Jack once shared that he remembered having only moose meat and turnips to eat for all of one winter. A huge forest fire of 1926 almost burned them out. And if someone was sick they either got better or died as there was no doctor, and it was a long, two day trip to Quesnel to find one.

Jack grew up in Tibbles Lake area, and was married on November 29, 1937 to Hazel Rawlings. Jack and Hazel homesteaded at a place on Bluestone Creek, about 30 km closer to Quesnel from Tibbles Lake, where they lived until the war began in September 1939. They had three children, Joyce in 1940, John in 1943, and Margaret in 1946.

At the outbreak of the war, Jack volunteered for service in the Canadian Armed Forces. He initially joined the Rocky Mountain Rangers, but later transferred to the Provost Corp., where he served in the Military Police for the duration of the war. During this time in the MP, he was scheduled to go overseas in early 1943, but prior to sailing day was involved in a motorcycle accident and broke his ankle. He later learned the ship in which he was to embark was torpedoed with the loss of everyone on board. It seems that he was being looked after. He continued military service until he was discharged in 1946.

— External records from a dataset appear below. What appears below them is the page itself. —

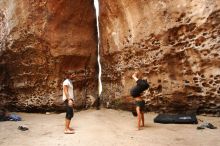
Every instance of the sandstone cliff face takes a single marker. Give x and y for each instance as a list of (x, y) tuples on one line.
[(41, 41), (175, 43)]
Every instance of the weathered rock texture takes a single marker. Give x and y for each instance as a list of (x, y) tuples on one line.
[(176, 43), (40, 42)]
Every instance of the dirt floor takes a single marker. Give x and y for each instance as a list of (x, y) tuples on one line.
[(105, 128)]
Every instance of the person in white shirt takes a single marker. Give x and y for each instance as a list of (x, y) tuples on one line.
[(69, 100)]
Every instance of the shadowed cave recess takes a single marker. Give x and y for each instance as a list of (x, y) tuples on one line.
[(176, 44)]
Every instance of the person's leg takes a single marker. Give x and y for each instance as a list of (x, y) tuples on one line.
[(138, 116), (69, 115), (142, 118)]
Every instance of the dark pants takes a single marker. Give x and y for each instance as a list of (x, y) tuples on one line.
[(69, 110)]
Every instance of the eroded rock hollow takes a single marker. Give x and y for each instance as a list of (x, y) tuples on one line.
[(175, 43), (41, 42)]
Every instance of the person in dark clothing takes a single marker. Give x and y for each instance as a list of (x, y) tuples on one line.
[(136, 92)]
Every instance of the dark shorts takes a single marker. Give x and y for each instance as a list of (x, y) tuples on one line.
[(69, 110), (140, 104)]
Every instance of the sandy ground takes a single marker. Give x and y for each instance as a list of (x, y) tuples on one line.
[(105, 128)]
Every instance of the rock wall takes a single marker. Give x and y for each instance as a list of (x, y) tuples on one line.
[(175, 43), (40, 42)]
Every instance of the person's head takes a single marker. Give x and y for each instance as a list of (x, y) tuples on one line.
[(70, 75), (139, 74)]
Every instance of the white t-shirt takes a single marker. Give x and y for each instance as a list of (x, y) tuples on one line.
[(70, 89)]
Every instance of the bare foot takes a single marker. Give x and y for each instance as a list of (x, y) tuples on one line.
[(71, 129), (68, 132)]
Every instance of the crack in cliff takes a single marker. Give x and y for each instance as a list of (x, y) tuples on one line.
[(96, 4)]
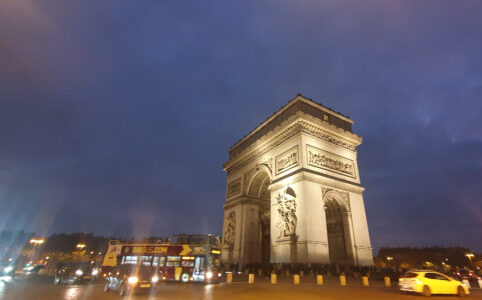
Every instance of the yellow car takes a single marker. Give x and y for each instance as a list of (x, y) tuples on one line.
[(428, 282)]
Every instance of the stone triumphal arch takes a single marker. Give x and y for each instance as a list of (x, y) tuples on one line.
[(293, 191)]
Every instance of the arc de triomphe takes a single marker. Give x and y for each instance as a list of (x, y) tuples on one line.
[(293, 191)]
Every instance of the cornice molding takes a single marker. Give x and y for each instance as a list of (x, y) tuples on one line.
[(298, 126)]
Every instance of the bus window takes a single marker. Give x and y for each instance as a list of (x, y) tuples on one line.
[(158, 261), (146, 260), (128, 259), (197, 240), (188, 261), (180, 239), (199, 263), (173, 261), (213, 241)]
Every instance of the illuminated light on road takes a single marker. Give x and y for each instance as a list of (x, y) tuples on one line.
[(133, 280)]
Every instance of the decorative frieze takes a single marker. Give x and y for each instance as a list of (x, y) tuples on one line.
[(298, 127), (234, 188), (287, 160), (329, 161)]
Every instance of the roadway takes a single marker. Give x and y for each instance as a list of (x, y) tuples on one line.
[(42, 288)]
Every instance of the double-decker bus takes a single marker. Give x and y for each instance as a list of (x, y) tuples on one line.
[(183, 258)]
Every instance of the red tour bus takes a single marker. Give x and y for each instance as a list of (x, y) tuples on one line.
[(184, 258)]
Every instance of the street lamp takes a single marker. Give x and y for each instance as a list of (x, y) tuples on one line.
[(35, 243)]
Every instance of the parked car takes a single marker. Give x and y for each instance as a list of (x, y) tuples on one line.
[(75, 272), (7, 269), (131, 278), (465, 274), (32, 269), (428, 282)]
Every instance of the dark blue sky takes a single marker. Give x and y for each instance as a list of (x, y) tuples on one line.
[(116, 116)]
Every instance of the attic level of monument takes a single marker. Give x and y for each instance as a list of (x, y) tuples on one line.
[(297, 104)]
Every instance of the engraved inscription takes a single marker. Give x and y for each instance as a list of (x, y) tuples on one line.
[(234, 188), (287, 160), (326, 160)]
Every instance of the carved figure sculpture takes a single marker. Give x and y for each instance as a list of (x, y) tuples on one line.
[(287, 212)]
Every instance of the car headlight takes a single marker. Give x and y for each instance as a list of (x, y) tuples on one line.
[(133, 280), (209, 275)]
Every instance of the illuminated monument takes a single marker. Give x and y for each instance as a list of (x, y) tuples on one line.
[(293, 191)]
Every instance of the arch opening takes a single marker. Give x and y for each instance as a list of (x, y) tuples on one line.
[(338, 231), (259, 189)]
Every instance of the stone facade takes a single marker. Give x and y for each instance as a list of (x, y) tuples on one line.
[(293, 191)]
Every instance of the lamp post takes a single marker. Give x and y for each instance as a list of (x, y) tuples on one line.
[(35, 242)]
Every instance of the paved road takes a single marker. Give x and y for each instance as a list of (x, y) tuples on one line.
[(37, 288)]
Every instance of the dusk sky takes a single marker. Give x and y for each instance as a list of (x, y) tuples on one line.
[(116, 116)]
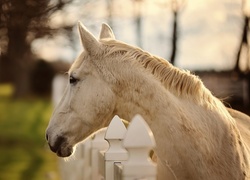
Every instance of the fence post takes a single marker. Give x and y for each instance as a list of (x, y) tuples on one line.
[(98, 144), (138, 142), (116, 152)]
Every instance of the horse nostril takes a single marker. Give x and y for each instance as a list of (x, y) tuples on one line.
[(47, 137), (58, 143)]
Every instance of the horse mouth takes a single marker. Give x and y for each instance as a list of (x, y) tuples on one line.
[(61, 147)]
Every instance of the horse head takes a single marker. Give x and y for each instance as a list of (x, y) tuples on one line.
[(88, 102)]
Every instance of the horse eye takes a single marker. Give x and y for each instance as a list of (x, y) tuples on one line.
[(72, 80)]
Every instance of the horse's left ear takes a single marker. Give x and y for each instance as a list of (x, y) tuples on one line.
[(89, 42), (106, 32)]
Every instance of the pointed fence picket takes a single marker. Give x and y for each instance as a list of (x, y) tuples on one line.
[(114, 153)]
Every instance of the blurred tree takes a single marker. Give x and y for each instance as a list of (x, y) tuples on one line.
[(244, 44), (138, 21), (176, 7), (22, 21)]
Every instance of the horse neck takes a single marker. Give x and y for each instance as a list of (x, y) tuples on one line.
[(143, 94)]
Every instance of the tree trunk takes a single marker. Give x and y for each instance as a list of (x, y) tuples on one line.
[(174, 37), (18, 55), (243, 42)]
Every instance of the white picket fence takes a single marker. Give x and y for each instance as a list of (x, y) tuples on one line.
[(112, 153)]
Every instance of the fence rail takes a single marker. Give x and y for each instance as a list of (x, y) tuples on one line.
[(114, 153)]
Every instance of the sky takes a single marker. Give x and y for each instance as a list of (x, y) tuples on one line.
[(209, 30)]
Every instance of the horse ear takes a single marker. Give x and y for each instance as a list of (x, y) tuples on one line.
[(89, 42), (106, 32)]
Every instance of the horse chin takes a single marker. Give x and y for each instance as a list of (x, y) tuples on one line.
[(64, 152), (61, 147)]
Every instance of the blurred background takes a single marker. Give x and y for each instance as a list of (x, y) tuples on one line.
[(39, 41)]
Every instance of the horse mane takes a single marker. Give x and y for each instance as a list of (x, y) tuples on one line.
[(179, 82)]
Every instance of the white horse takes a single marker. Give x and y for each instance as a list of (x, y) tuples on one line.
[(197, 137)]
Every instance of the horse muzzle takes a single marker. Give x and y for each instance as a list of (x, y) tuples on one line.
[(60, 146)]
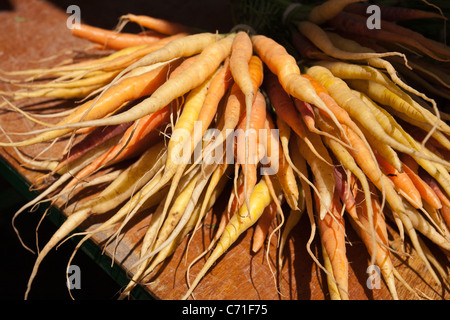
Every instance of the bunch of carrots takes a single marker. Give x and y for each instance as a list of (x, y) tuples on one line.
[(353, 142)]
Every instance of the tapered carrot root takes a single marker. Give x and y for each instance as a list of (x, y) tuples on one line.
[(238, 223), (332, 233), (72, 222)]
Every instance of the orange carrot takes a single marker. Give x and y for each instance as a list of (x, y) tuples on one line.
[(426, 192), (285, 67), (257, 120), (133, 142), (445, 213), (332, 233), (262, 226), (401, 180), (111, 39), (382, 258), (126, 90)]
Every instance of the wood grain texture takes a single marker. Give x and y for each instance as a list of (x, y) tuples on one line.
[(41, 33)]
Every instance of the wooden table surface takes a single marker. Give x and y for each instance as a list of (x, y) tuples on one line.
[(33, 30)]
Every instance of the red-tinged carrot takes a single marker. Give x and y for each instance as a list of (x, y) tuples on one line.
[(278, 162), (111, 39), (220, 84), (361, 112), (393, 13), (322, 172), (285, 108), (205, 65), (157, 24), (133, 142), (126, 90), (238, 223), (332, 235), (401, 180), (382, 257), (327, 10), (241, 53), (285, 67), (445, 200), (235, 107), (405, 109)]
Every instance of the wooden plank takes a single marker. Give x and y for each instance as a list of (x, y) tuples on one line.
[(41, 33)]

Upon discharge, Jack worked in Alberta for the Park Service, cutting ties for the railroad, in several open pit mines and as fire boss monitoring safety in underground coal mines, checking for dangerous gases. Then they moved back to B.C. to several small towns and villages, where Jack worked mostly at logging operations. In September 1955, the family arrived back at the small community around Tibbles Lake area. Just prior to retirement, Jack went to work for the RCMP, as an auxiliary and a guard. He was indeed a “Jack of all trades”.

His first wife, Hazel, passed away in 1975. Jack, John and Margaret are the only surviving members of Jack’s original family. Jack remarried in 1977 to Marcelle Sholty of Vanderhoof where they still reside.

Jack worked part time at the Plateau sawmill and helped RCMP in Fort St. James, then when Marcelle retired they moved to Salmon Arm to raise milk goats and sheep. Hackberry picking was a hobby as well as an obsession, literally picking hundreds of pounds during the season.

Family traditions included happy hours spent playing cards, celebrating holidays and birthdays.

Jack used to go bottle picking with his grandchildren Robert, Murray, Tony and Kaili Sholty, a great adventure in the summers as well as picking cherries and plums.

When Jack needed extended care, they moved back to Vanderhoof to stay closer to family. With some loss of cognitive abilities, he required full-time care. Jack has lived in Stuart Nechako Manor for 10 years since it opened in 2007. Sadly, Jack’s daughter Joyce passed away in 2012. Pam and Steve Sholty live closeby and visit Jack on a regular basis. Now it’s 2017 already. Happy 100th birthday Jack!

– submitted

 

Jack Tibbles holding a fossil circa 1960. Photo submitted.